A window cleaner stole £500,000 of paintings from the home of late renowned artist Alan Davie, a court has heard.
Daniel Pressland regularly cleaned the windows at the painter's home and knew there was an insecure window that wouldn't close properly on the first floor, it has been claimed.
Following his death in April 2014 at the age of 93, it is alleged the window cleaner, who also did odd jobs for the painter, stole 31 paintings in a series of break-ins.
The final break-in occurred in April 2015 and police found Mr Pressland at the property in Rush Green, Hertford following a call from a neighbour.
In the back of his transit van, said prosecutor Sarah Morris, were three of Mr Davie's paintings wrapped in a duvet and sheet.
Two were worth £70,000 each and one was valued at £50,000, making the total haul worth £190,000, said Miss Morris.
A jury at St Albans crown court was told that during an interview with the police Mr Pressland told them he kept his ladders in the painter's garage and, having gone there to collect them, saw the three works of art which he assumed had been "put out there for the rubbish."
"He said he had taken them away as a favour and he thought he would use them for skateboard ramps for his son," said the prosecutor.
The painter was born in Grangemouth, Scotland, and went to the Edinburgh College of Art in the late 1930s. During his life, his works were shown at the Tate Gallery.
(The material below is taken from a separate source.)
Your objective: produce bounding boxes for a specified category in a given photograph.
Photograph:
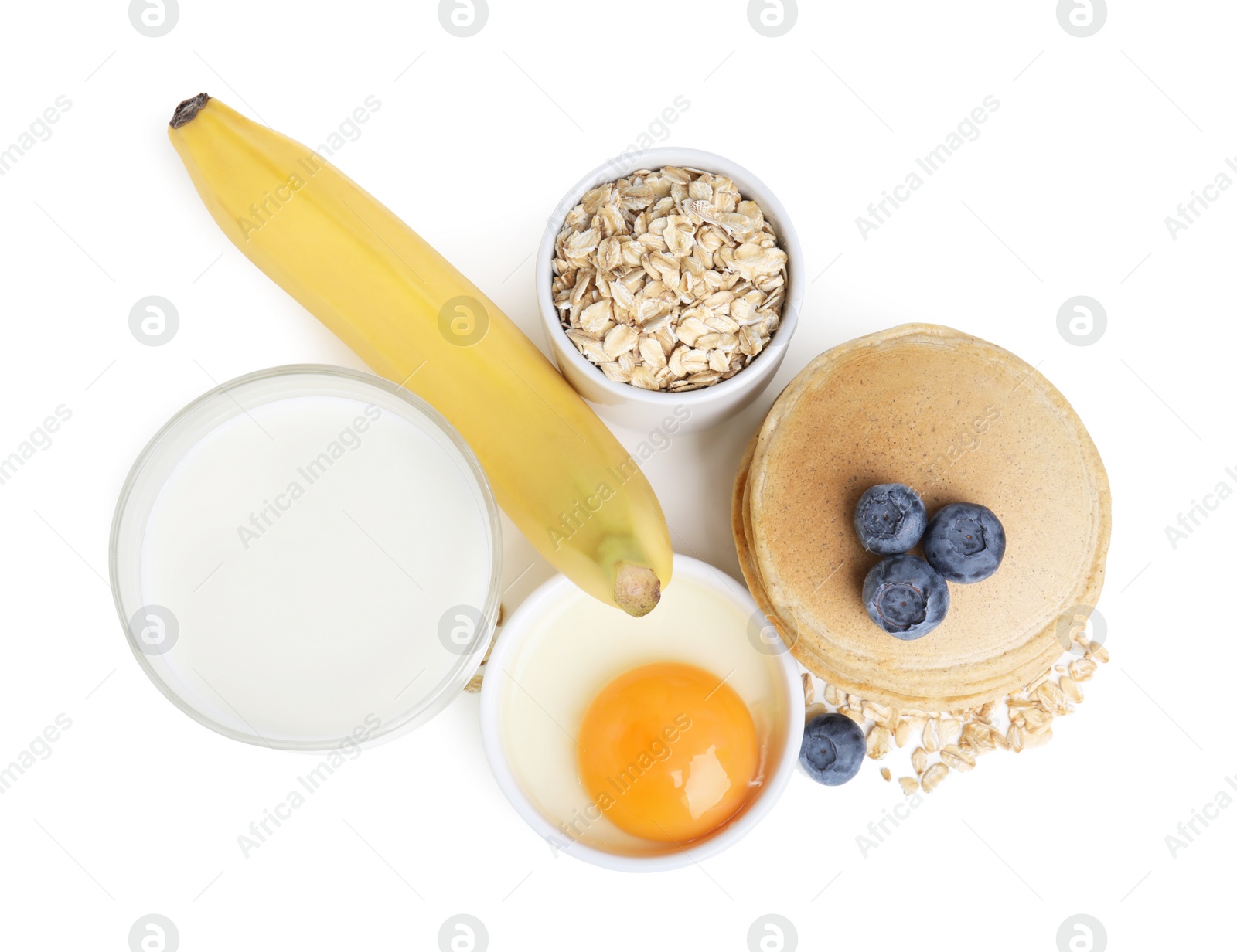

The window cleaner is accused of stealing paintings from the artist's home over a year between 2014 and 2015 and passing them to an auction house for sale.
Miss Morris said: "The total value of paintings stolen is approaching half-a-million pounds in 31 paintings."
Mr Pressland, 42, of Billericay, Essex, pleads not guilty to two offences of burglary, two offences of converting criminal property and two offences of transferring criminal property.
With him in the dock is 42-year-old Gavin Challis, of North Street, Nazeing, Essex, who pleads not guilty to possessing criminal property in the shape of two paintings by Alan Davie which were found at his home.
Miss Morris said that after his arrest, a phone belonging to Mr Pressland was examined by the police and, because of text communications found on it, Mr Challis was arrested.
One message found from Mr Challis to his co-defendant read: "Alright mate, how much do you want for one of your big pictures. I need one for my hall."
At his home, said the prosecutor, two paintings by Mr Davie were found there worth in total £26,000.
The men deny the charges and the trial continues.